How Well Do You Know Your Customers?

For seasoned marketing professionals, knowing and understanding your customers and prospects feels more like marketing 101. Having worked with many corporations throughout the years, I’ve observed marketing and communications staff tend to have a high-level understanding of who their customers are, and some have a better understanding than others. However, not many have actually walked in their customers’ shoes and gained empathy for what customers are experiencing on a daily basis. And it is understandable because building a closeness with customers through observation and interviews (otherwise known as ethnography) can be timely and costly.
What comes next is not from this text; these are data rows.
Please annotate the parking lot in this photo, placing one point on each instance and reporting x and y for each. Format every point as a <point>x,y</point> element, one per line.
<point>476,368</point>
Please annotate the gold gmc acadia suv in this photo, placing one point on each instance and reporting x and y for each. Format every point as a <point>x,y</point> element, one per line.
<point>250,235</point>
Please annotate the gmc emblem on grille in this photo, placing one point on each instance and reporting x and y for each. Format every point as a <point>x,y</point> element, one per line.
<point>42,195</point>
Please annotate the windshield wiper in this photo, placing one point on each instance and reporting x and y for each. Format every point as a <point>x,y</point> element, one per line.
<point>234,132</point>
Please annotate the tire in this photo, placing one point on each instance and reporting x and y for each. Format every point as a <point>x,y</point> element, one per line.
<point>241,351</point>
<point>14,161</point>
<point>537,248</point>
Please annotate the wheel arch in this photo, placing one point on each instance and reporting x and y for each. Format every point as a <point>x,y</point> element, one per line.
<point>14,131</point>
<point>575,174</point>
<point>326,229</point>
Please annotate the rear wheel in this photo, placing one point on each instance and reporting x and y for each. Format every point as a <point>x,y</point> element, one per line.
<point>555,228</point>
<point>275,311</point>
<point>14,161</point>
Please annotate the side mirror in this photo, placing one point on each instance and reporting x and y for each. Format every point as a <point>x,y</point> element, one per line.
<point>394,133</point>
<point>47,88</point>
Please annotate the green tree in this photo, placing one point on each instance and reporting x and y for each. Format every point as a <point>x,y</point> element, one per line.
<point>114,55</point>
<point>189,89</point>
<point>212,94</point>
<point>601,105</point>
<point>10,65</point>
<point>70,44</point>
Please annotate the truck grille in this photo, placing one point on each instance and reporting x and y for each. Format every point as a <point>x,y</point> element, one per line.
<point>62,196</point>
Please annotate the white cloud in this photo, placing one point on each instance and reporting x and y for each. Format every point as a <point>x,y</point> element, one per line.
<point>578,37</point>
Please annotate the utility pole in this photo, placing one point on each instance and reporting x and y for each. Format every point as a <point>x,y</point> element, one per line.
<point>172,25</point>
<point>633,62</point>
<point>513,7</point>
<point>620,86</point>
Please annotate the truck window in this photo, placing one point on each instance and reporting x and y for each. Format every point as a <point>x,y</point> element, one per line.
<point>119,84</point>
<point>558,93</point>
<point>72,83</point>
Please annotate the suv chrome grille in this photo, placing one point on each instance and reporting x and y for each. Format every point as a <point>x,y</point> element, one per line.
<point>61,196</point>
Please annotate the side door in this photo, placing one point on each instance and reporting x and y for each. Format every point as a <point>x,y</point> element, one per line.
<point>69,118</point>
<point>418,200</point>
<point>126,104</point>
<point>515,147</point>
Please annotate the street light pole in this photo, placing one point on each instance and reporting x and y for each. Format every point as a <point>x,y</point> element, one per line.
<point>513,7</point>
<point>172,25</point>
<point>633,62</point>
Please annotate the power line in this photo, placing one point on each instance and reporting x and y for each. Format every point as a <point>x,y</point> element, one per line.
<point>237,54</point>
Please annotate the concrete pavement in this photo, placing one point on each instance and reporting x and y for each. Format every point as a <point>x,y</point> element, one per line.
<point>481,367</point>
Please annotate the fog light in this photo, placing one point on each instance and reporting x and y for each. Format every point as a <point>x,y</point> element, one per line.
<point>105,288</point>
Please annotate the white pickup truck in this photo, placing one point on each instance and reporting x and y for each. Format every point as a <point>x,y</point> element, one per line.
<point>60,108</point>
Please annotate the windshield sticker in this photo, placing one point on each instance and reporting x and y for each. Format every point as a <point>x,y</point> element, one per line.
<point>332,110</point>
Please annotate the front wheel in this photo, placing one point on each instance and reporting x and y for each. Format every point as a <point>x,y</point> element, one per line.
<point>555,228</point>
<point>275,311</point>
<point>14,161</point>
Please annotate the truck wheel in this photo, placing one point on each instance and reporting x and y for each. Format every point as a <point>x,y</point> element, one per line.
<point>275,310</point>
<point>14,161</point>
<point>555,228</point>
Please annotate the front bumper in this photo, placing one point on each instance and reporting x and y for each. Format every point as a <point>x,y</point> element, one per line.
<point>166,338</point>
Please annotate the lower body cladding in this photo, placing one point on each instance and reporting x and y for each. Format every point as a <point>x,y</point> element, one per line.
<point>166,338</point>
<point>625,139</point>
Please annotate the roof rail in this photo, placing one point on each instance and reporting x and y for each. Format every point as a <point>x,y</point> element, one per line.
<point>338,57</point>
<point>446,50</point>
However, the value of the information you gain through this type of research is significant and can support everything from product development to more impactful marketing. Specifically, you can gain knowledge about:

  • Case studies of your products/services
  • Misuses of your product/services
  • Product and service workarounds
  • Problems faced by the customer
  • Customer passions
  • Reasons for buying your products/services
  • The environments and behaviors that influence customer behavior
  • Contradictions in customer behavior
  • Where specifically customers are having conversations about your products/services

The great news is this process of understanding your customer better through their behavior rather than what they tell you they want and need doesn’t have to require tons of time and money. There are simple ways to gain this knowledge through technology, shadowing and simply talking to peers within your own company.

Social listening

Tracking conversations about specific brands or topics online is now possible. We are literally able to observe consumer behavior and collect data using software. This speeds up the process and cost and gives brands insights into the why, where and how specific conversations are happening and what people really think. It also allows you to track changes to conversations and timely cultural updates in real time. If you want to dive more into social listening, check out my recent blog post.

Shadowing sales staff

Sitting in on sales calls over the phone or in-person can be incredibly valuable to gain insights into what questions the customer or prospect is asking, what additional information they are requesting, what concerns they have, barriers to purchasing your product/service and what information is resonating with them. Hearing directly from the customer is invaluable.

Talking with your sales staff and customer service representatives

Your sales and customer service staff is on the front-line daily talking with all different types of customers. They likely have a very good handle on what customers pain points and passions are, how the customer is using the product/service, what issues the customer is having and much more. Simply talking with your sales and customer service teams on a regular basis can provide you quick and valuable information.

Shadowing a product install or service call

Being onsite during a product install or service call can help you observe how the product is being used and what pain points customers are experiencing with the product. It gives you an opportunity to observe a customer in their own environment.

Observing customers

Depending on the industry you are in, observing customers in their own environment might be as simple as watching customers and sales staff interact in a retail setting. This could prove to be more difficult if you are in a B2B or healthcare industry. But consider how you can observe customers in their own environment. Simply watching and listening can provide valuable insights.

So often as marketers, we rush through or overlook research. We understand the value but there are so many barriers to overcome mostly time, money and the pressure to just be driving results. However, making understanding your customer’s behavior part of an ongoing routine, even if it’s simply talking to your sales or customer service staff, will prove to be invaluable, and with data at our fingertips, it’s hard to have excuses anymore.